Playing hooky is a year-round pleasure, but it becomes most prevalent this time of year, when the first baking days of sunshine arrive and an office chair does not sound quite as pleasant as a beach chair.
And so it was Thursday, when May finally stopped acting like November, and temperatures reached a record high of 95 degrees for May 18. The majestic stretch of sand along Crane Beach in Ipswich was jammed with people, many of whom looked ghostly when approached by a reporter asking if they were supposed to be at work.
“I earned this,” said one man who would say no more.
“You don’t really think I’m going to tell the Boston Globe that I’m skipping work to go to the beach?” asked another.
“Fair enough,” replied a reporter who had come up with a ruse to do the same. You do what you have to do to get your toes in the sand.
Of course, not everyone had used an excuse to get out of life.
“I called in this morning and asked if I could take the day off,” said Adam Walsh, a UPS driver from Boxford. “When they said yes, I felt guilty. Like I should be at work. But I never take days off.”
His wife, Melissa, felt less guilty.
“Everybody else is at work and we’re here. How could it not be better?”
That feeling of guilt was something that came up again and again in conversations with people at Crane Beach. The guilt was there, but it was also part of the pleasure, a key ingredient in that feeling of getting away with something.
“There was definitely a guilty smirk on my face as I was driving north and everyone else was driving south into the city,” said Scott Farrell, who had driven up alone from Somerville with a chair, a book, and a small guitar. “Sure, it would be nice to have some friends here with me, but hooky beach is better than weekend beach.”

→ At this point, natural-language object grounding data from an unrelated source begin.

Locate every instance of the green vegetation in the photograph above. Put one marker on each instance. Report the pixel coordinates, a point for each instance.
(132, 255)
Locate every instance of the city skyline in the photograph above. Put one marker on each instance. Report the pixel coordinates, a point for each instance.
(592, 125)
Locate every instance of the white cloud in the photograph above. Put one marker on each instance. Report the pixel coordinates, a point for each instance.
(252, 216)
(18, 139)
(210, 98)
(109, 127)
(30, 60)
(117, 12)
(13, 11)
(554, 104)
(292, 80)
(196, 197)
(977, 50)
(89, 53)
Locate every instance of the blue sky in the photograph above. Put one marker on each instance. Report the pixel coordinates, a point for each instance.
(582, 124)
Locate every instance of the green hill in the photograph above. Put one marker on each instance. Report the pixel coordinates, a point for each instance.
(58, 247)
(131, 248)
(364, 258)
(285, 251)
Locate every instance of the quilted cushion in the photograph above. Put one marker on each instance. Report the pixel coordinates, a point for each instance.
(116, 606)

Frank Mamone, a consultant who lives in Ipswich and was enjoying some time between projects, said you have to temper your enjoyment on such days, knowing not everyone else gets to.

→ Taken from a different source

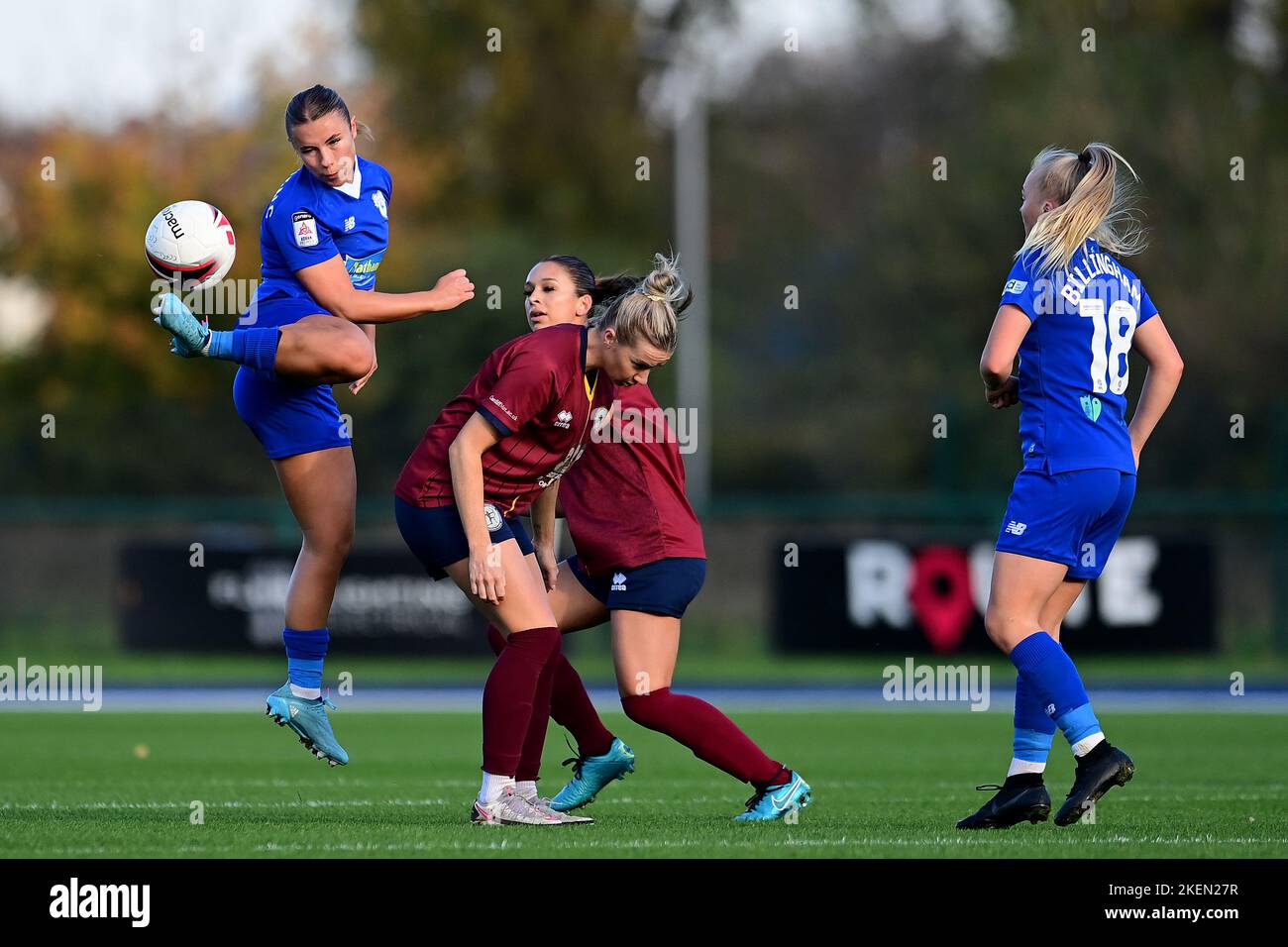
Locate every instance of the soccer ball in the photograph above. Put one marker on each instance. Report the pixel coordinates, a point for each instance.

His partner “is mad that I’m at the beach,” he said. “You have to be careful talking about it. There are so many people who have to go to work, or have kids, or whatever. So you feel guilty.’
“A little bit guilty.”
Jessica Yurwitz was not about to let kids get in the way of her skip day, so on Wednesday night, with the first scorching day of the year in the books and another coming right behind it, she e-mailed a bunch of friends and made her pitch: As a former principal and current troublemaker, she wrote, I am encouraging you to let your kids skip school and come to the beach with us.
“And not a single one would do it,” she said, mock offended. “What a bunch of sorry rule followers.”

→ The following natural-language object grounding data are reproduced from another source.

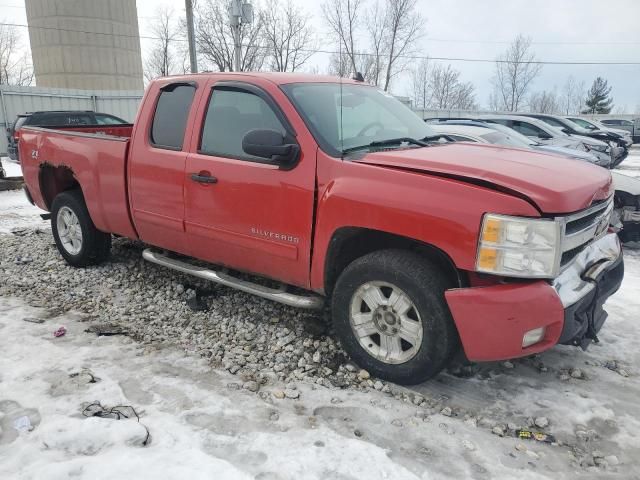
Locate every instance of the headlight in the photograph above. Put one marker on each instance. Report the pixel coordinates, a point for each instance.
(599, 148)
(519, 247)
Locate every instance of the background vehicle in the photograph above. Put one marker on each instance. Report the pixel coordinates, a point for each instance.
(337, 189)
(498, 134)
(594, 125)
(57, 119)
(627, 125)
(619, 148)
(626, 213)
(548, 135)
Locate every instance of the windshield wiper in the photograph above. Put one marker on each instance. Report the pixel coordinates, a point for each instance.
(384, 143)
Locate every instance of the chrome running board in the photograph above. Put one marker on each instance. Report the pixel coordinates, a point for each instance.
(310, 301)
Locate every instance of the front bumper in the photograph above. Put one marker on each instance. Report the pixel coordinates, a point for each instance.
(493, 320)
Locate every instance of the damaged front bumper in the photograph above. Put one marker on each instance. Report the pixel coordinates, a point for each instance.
(494, 321)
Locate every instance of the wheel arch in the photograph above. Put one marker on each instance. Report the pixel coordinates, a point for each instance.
(349, 243)
(54, 180)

Undeterred, she woke up her own children in Essex on Thursday and introduced them to the pleasures of the skip day.
“I was confused when she said, ‘Hey, do you want to stay home from school?’ ” said her son, Wyeth, who is in the sixth grade. “I didn’t really understand.”
When he got his head around it, he was totally on board. “Frankly, it surprised me that this is the first time she’s ever asked me to play hooky.”
His brother, Miles, who is in the second grade, was all in.
“Playing hooky on the beach is amazing,” he said, as he held up a dead flounder he’d found in the surf and wondered what would happen if he threw it at someone.